The Data Linkage Lead:

Responsible for:

  • updates existing data linkage policy
  • reviews data linkage policy on or before its review date

ONS Staff carrying out data linkage 

Responsible for:

  • complying with the data linking and matching policy
  • consulting with the Data Linkage Hub in Data Architecture, ONS before commencing any data linkage activities


Responsible for:

  • providing advice on data linkage methodology issues
  • developing robust and consistent data linkage methods
  • providing training and building capability on data linkage methods

Legal Services

Responsible for:

  • providing advice on current and evolving legal issues if required.

Senior Information Risk Officer (SIRO)

Responsible for:

  • data security.

Information Asset Owner

An Information Asset Owner (IAO) is the senior individual in the business area.

Responsible for:

  • an information or data asset.

Accountable to:

  • the SIRO.

Data Ethics team

Responsible for:

  • providing oversight of the ethics self-assessment tool
  • giving advice on ethical issues identified and
  • referring any projects with high ethical risks to the National Statistician's Data Ethics Advisory Committee (NSDEC)

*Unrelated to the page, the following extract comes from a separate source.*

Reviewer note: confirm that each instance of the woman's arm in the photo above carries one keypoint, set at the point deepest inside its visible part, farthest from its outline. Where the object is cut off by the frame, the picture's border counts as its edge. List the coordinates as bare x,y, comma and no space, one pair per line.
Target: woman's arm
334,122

National Statisticians Data Ethics Advisory Committee (NSDEC) 

Responsible for:

  • providing independent advice on data ethics issues, where required.

Accountable to:

  • the National Statistician.

Data Governance Committee (DGC)       

Responsible for:

  • ensuring the consistent application of this policy to all ONS staff
  • assessing the organisational risk by matching or linking data

Accountable to:

  • the National Statistician's Executive Group.